Compared to year-end 2014, net debt went down by €99 million to €2,321 million. The gearing was 29% at year-end, the same as in the prior year.

Capital expenditure on intangible assets and property, plant and equipment amounted to €570 million in 2015 and was above the level of amortization and depreciation.

Total working capital amounted to €1,343 million compared to €1,587 million at year-end 2014, which represents 17.4% as a percentage of annualized sales 2015. Total working capital at year-end 2015 included cash-related liabilities of joint ventures and associates of €137 million. Excluding these liabilities, total working capital as a percentage of annualized sales amounted to 19.2%. The operating working capital (continuing operations before reclassification to 'held for sale') was €91 million lower than in the previous year and came to 24% of annualized net sales (2014: 26%). Cash and cash equivalents came to €665 million at the end of the year; including current investments this came to €674 million (2014: €675 million).

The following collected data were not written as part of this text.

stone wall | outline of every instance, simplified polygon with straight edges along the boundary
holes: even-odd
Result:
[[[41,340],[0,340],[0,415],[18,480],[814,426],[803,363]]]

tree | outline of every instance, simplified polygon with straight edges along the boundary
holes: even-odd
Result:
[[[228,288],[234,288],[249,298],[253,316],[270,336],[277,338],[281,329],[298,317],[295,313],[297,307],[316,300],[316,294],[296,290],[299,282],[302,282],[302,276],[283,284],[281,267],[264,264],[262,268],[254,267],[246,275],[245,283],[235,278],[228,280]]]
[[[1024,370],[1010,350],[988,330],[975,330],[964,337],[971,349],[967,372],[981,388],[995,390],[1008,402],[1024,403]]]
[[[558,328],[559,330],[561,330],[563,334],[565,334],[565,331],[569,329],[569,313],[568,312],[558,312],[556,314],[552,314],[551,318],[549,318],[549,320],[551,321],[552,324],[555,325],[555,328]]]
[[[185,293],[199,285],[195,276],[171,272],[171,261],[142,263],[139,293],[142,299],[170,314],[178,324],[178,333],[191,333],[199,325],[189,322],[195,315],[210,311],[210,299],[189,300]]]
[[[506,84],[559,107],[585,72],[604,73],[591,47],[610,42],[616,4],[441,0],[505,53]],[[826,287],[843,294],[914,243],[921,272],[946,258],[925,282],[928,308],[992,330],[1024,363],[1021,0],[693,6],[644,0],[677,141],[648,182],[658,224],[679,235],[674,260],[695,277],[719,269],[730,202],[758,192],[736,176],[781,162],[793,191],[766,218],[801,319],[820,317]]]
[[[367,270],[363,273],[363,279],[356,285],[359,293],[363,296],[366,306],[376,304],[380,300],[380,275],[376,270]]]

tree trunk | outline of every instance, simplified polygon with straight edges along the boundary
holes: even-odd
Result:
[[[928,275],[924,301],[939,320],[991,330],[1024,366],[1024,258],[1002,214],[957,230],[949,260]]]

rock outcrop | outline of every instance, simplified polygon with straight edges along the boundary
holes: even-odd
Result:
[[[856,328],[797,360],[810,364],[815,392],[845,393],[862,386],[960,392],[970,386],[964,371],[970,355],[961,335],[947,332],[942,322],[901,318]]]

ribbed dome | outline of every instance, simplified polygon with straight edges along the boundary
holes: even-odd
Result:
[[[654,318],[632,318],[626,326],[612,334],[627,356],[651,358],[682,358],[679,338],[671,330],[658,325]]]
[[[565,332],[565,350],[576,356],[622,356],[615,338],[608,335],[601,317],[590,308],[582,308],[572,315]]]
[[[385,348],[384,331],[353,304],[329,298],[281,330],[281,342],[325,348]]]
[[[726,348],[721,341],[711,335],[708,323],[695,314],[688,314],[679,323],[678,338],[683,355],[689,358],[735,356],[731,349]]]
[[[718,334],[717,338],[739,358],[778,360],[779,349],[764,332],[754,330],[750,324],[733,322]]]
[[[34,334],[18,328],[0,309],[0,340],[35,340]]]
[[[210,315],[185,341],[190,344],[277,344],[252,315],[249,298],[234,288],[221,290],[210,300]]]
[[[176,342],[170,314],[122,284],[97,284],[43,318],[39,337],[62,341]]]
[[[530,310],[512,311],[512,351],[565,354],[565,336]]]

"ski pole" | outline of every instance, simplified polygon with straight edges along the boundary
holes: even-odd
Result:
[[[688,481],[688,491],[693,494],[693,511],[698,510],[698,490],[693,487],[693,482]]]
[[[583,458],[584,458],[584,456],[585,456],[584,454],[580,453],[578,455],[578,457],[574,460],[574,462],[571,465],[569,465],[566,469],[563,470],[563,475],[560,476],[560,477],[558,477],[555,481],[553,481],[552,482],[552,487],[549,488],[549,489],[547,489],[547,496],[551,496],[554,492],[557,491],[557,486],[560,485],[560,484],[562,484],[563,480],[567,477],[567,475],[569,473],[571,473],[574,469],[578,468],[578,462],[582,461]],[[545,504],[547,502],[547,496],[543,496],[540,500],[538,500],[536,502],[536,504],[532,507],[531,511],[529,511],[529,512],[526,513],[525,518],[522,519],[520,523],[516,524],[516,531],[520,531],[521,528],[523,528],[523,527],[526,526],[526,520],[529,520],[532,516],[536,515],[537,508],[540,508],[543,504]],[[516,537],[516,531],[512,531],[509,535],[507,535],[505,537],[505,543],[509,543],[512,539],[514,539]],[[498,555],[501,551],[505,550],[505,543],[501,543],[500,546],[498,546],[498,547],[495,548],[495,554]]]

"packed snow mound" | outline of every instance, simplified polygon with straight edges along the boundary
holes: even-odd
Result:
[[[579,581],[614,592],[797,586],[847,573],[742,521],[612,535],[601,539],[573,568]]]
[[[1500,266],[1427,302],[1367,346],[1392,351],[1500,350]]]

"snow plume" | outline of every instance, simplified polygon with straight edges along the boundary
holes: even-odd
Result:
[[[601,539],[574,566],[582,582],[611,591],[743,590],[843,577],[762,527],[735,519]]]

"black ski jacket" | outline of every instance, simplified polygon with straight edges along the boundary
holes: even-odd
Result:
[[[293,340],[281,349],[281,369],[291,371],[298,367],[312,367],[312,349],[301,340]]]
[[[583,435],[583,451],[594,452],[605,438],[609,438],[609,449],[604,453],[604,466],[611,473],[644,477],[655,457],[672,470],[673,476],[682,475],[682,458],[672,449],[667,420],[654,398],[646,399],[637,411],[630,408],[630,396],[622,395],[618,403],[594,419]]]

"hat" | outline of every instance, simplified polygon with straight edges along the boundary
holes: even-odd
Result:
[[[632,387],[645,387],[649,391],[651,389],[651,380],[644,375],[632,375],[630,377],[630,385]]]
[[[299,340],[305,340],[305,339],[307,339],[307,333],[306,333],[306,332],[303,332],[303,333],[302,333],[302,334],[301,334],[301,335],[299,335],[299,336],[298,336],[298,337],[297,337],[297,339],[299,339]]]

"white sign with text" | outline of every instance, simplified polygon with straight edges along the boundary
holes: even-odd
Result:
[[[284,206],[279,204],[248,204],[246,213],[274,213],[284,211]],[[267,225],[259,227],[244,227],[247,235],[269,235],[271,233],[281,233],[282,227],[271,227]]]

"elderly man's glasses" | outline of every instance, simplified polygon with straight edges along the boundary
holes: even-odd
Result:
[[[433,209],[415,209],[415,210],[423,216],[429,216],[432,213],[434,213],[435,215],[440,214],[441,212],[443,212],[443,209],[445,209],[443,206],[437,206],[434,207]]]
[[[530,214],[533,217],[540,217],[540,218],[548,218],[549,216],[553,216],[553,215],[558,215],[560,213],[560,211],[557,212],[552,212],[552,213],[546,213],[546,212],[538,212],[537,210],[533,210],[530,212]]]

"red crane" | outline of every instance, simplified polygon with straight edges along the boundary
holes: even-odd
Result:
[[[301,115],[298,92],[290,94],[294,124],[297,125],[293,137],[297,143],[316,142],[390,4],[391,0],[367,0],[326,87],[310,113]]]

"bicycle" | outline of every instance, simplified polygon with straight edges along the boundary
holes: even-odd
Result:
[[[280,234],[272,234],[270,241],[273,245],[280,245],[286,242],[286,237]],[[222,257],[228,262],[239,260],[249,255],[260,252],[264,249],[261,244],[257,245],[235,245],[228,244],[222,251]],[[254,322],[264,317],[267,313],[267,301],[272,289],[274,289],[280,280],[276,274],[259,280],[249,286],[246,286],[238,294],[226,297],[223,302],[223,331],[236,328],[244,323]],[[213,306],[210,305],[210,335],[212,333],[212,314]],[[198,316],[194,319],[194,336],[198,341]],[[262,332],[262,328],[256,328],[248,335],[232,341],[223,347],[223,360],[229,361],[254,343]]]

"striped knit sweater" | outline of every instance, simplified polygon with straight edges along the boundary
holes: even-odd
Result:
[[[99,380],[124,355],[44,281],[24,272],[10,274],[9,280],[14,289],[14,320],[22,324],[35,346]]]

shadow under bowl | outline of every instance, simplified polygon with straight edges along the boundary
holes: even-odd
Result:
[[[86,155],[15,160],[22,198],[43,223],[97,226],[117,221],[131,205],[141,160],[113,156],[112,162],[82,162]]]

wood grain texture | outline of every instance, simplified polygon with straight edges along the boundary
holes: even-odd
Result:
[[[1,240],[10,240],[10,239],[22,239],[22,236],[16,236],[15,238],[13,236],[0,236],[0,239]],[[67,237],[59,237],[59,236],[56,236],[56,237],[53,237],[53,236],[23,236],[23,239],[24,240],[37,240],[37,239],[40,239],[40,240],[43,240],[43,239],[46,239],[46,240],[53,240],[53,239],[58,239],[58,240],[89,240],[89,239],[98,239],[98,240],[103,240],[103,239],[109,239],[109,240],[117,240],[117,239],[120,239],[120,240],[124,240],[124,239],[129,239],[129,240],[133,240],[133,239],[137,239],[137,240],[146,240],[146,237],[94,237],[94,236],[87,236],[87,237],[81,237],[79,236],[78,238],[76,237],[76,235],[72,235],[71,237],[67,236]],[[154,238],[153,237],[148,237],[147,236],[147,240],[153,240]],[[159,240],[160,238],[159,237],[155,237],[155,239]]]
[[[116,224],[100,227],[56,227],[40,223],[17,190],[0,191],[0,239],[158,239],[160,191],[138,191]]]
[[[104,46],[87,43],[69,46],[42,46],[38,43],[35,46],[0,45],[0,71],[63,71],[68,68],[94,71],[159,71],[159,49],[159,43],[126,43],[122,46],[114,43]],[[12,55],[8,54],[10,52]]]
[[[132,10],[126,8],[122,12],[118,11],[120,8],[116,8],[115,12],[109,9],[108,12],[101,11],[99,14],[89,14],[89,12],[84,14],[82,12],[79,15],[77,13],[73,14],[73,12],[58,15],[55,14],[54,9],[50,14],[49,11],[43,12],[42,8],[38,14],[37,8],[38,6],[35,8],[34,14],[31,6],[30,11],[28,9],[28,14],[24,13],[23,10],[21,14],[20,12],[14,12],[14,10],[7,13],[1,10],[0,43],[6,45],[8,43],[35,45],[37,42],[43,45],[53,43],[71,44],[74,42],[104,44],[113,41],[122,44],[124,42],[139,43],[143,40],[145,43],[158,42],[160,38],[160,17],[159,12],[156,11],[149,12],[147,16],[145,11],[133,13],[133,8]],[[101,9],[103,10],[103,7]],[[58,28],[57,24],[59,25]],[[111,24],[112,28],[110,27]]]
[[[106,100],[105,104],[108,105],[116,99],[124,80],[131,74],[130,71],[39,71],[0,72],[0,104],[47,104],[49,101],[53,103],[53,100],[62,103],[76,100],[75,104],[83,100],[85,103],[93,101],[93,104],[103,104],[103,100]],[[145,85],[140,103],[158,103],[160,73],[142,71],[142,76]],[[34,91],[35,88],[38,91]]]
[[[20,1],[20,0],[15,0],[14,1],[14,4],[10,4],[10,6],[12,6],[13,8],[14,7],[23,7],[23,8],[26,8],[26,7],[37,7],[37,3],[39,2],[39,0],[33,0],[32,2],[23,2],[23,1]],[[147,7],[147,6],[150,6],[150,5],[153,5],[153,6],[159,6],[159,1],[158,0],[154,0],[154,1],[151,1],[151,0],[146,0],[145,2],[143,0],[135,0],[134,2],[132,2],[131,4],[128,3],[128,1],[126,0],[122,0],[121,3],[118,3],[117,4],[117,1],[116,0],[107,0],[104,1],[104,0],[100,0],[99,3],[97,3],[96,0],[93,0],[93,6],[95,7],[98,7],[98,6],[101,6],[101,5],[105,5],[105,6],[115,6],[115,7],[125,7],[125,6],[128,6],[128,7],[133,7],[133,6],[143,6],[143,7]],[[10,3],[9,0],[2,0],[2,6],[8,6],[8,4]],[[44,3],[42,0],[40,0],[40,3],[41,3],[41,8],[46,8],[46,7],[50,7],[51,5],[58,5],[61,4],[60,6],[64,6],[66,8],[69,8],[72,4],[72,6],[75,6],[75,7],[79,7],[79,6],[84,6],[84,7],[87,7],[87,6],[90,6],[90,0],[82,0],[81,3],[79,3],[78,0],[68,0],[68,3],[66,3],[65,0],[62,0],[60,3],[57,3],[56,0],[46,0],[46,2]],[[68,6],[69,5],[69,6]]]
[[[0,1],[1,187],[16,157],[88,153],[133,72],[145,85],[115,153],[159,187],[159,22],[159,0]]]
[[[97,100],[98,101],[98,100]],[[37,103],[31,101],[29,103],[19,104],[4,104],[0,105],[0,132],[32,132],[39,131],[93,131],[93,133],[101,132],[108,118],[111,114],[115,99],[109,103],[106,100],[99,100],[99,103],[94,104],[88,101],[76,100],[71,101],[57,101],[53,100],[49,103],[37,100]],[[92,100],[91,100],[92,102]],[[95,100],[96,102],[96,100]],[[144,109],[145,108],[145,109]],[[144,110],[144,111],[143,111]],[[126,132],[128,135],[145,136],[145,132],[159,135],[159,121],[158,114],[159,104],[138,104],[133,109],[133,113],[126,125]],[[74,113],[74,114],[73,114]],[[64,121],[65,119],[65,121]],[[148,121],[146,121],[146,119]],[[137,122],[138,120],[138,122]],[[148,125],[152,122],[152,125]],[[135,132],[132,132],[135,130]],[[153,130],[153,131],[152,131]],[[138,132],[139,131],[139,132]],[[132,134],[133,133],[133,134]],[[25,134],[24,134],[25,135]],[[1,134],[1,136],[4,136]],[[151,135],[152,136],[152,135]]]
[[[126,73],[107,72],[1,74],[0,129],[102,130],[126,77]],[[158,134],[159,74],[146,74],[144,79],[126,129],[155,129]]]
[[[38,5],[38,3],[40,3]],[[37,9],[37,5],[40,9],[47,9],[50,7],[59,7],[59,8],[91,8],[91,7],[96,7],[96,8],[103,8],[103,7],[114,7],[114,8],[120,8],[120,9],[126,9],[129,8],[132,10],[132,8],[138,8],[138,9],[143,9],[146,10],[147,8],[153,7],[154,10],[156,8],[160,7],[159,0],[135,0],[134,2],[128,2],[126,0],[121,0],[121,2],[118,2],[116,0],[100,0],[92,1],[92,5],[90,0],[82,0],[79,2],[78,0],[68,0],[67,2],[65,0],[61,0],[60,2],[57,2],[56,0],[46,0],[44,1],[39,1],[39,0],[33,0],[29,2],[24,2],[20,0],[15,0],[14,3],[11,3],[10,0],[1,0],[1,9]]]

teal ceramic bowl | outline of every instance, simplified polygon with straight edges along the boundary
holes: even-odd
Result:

Capital employed per business segment at  31 December 2015, continuing operations Equity at 31 December

Table 4: Balance sheet profile

Balance sheet profile
 
2015
2014
 
x € million
in %
x € million
in %
         
Intangible assets
3,228
27
2,867
24
Property, plant and equipment
3,171
27
3,673
30
Other non-current assets
1,429
12
1,319
11
Cash and cash equivalents
665
6
669
6
Other current assets
3,250
28
3,598
29
         
Total assets
11,743
100
12,126
100
         
Equity
5,631
48
5,936
49
Provisions
139
1
147
1
Other non-current liabilities
3,600
31
2,562
21
Other current liabilities
2,373
20
3,481
29
         
Total liabilities
11,743
100
12,126
100
Outlook

DSM expects to make further progress with its growth initiatives in 2016 both in Nutrition and Materials, although the macro-economic context remains challenging. These will be underpinned by the group-wide cost and productivity improvement programs as well as the company’s disciplined focus on capital allocation and working capital.

DSM aims to deliver increased full-year EBITDA and ROCE in line with the targets set out in its Strategy 2018: Driving Profitable Growth.